Re your post, first of all, here's a good read to get you up to speed on some of the basics of well planted tanks:

http://www.aquatic-plants.org/articles/basics/pages/01_intro.html

and another one:

www.rexgrigg.com

As freydo mentioned, undergravel heaters are not necessary. I've had tanks for years both with and without them and find no difference in plant health/growth between the two setups. The main advantage of the cable heating is that the heating system is out of sight; but this can also be achieved with either a Hydor inline heater (if you're using a cannister filter) or an Eheim thermo filter with the heating built in.

Depending on the size of the aquatic soil you are talking about, any fine grain sand on top of it will tend to end up underneath it anyway. What do you mean by aquatic soil?

At 2.5wpg you'll be much better off with CO2... in fact, without CO2 I'd recommend you don't use so much lighting. Don't worry about CO2 displacing O2 as the relationship between them doesn't work like that: CO2 in the water does not displace O2. And if your plants are healthy, they will produce more than enough O2 and will in fact saturate the water with it (which is when you see the plant leaves streaming bubbles)!

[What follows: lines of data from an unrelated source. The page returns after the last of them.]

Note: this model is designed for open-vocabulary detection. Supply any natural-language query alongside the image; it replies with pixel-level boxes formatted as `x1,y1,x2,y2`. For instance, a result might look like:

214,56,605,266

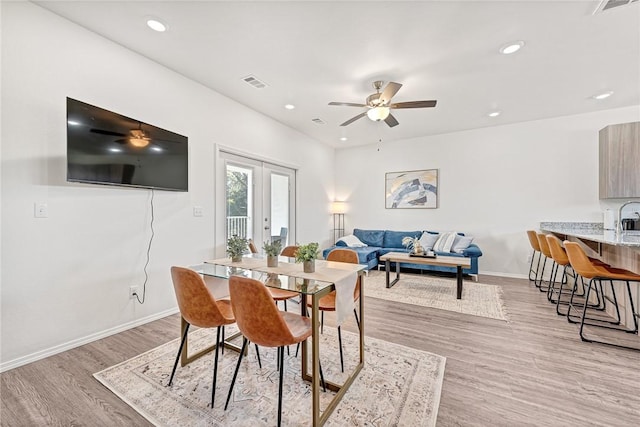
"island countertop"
540,222,640,248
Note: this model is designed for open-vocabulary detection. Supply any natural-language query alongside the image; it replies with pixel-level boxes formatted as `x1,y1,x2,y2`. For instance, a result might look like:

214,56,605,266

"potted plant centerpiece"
262,240,282,267
402,236,424,254
296,242,320,273
227,235,249,262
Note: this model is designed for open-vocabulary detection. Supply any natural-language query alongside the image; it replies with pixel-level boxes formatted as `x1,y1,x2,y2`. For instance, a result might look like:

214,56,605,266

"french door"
218,151,296,251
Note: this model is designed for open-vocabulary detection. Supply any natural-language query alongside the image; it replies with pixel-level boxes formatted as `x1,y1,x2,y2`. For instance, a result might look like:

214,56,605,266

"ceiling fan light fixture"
367,107,390,122
129,137,149,148
147,19,167,33
500,40,524,55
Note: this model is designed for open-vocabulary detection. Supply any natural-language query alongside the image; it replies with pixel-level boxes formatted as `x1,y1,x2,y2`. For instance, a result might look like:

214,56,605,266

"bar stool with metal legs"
527,230,542,287
564,241,640,351
546,234,606,316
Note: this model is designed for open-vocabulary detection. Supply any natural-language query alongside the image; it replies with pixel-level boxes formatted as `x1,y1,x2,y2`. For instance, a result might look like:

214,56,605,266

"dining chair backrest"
171,266,229,328
538,233,552,258
564,244,599,279
527,230,540,252
546,234,569,265
229,276,296,347
280,246,298,258
327,248,360,300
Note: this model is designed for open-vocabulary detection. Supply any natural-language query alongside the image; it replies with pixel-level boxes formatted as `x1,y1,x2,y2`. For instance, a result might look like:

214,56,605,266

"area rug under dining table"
94,325,446,426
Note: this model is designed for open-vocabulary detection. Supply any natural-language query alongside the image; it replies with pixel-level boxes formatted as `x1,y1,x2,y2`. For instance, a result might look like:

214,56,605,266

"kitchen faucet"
616,200,640,234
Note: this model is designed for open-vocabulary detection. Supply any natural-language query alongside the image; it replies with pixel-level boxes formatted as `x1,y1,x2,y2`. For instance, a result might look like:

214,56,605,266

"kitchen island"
540,222,640,332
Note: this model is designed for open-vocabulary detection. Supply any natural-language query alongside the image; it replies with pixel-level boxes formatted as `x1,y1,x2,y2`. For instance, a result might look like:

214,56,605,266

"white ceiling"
37,1,640,147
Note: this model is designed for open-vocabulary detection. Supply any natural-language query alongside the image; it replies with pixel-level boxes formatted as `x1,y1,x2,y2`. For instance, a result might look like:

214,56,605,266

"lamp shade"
367,107,389,122
331,202,347,213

Start with *lots* of plants, especially fast growers (they can always be removed later). When you think you have enough, add some more  . I find the biggest mistake people make with higher lighting planted tanks is they start with too few plants.

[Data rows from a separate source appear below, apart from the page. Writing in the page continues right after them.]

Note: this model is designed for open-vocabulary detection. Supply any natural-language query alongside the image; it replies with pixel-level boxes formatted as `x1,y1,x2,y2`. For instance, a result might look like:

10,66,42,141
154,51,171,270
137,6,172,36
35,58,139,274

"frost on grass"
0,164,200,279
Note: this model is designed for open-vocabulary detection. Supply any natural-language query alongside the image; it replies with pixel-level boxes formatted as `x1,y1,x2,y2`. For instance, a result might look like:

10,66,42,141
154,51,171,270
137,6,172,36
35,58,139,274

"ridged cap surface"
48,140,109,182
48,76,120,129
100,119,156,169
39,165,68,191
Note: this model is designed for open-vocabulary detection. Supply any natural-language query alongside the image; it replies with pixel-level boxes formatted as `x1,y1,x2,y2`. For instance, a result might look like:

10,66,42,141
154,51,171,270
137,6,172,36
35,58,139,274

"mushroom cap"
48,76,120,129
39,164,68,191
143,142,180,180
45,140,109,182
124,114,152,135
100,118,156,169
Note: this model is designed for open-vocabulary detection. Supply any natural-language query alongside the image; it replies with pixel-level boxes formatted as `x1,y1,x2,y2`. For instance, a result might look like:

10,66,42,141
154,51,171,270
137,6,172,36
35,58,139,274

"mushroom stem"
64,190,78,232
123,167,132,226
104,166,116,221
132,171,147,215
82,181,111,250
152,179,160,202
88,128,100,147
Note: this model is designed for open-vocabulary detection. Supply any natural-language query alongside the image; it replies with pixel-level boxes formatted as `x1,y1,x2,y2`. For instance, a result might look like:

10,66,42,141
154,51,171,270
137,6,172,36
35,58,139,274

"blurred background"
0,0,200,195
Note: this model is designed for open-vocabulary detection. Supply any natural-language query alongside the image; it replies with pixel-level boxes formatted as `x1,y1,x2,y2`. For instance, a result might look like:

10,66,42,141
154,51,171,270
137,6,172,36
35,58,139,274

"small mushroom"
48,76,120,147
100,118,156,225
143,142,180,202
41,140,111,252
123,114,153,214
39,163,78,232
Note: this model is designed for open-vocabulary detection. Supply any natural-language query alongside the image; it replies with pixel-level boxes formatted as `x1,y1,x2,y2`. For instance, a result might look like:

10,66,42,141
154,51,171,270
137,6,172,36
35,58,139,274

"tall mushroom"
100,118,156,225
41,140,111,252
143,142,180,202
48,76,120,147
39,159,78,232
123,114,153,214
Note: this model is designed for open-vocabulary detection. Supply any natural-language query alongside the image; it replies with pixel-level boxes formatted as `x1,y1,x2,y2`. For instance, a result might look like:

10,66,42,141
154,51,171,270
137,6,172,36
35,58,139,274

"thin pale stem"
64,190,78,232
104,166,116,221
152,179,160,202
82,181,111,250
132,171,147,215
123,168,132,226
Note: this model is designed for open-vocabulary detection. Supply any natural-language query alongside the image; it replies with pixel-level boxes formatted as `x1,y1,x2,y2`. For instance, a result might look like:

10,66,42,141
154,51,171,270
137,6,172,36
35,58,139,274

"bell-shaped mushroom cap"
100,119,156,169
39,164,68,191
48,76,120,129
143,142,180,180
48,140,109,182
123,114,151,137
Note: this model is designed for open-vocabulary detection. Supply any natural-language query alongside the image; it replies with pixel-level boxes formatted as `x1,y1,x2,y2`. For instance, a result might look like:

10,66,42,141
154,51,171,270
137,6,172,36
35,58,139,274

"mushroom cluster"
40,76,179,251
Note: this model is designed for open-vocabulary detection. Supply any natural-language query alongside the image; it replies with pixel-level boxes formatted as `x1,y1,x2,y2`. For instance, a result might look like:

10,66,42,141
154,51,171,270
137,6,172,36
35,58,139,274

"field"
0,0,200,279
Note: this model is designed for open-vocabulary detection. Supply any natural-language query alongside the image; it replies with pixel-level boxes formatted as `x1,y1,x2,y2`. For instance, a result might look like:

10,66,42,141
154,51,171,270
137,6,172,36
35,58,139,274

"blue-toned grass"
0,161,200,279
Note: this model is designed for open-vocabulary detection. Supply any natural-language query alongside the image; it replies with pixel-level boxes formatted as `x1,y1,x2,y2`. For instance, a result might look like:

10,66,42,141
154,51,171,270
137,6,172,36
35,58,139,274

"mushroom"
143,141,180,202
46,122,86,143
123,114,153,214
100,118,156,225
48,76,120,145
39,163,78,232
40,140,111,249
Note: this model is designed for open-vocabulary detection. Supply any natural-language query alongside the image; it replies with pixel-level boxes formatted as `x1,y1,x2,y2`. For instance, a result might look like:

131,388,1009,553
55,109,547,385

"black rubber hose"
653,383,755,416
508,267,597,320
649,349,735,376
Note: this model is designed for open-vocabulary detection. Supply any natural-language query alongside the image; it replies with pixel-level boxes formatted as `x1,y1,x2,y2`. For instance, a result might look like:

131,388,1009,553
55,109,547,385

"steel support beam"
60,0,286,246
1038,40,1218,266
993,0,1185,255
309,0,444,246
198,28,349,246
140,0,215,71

Do you mean 0.5GH and 0.25 KH? If that's the case, you'll want to raise the GH as 0.5 will not have enough calcium or magnesium for your plants. I'd also raise the KH to around 3 or 4 just to provide an extra bit of buffer for the pH.

Good luck. And remember, with that much lighting and the addition of CO2, you will need to dose NO3 and PO4 because your plants will use it all up.


----------



## PsYcHoTiC_MaDmAn (Jun 12, 2006)

> (are you the same psychotic madman that replied to my query on the Malawi tank over on Malawi Mayhem?)


yeah thats me, i keep the same nick everyware, saves confusion.

as for the aquatic soil, was thinking pond soil as that shouldnt make the water go cloudy if disturbed.

would a yeast based CO2 system be ok, as i havent got the money for pressurised system (cheapest i've found is £144, little too much as i have to SERIOUSLY upgrade the jewul lights.

the only thing im slightly worried about would be having to do loads of addatives. as this isnt technicly my tank (parents) and I'm the only person doing ANY tank maintanence. I used to do the "physiological salts" @ the 0.1% dosage,@ which level the plants grew ok, but never thrived, though that could have been due to the poor lighting.

would something like BioTrace http://www.prodibio.fr/anglais/biotrace.htm be enough with the addition of fertalisers (though i'd image with the hefty bioload from the fish i should get a fair bit of nitrate as well as phosphate)


----------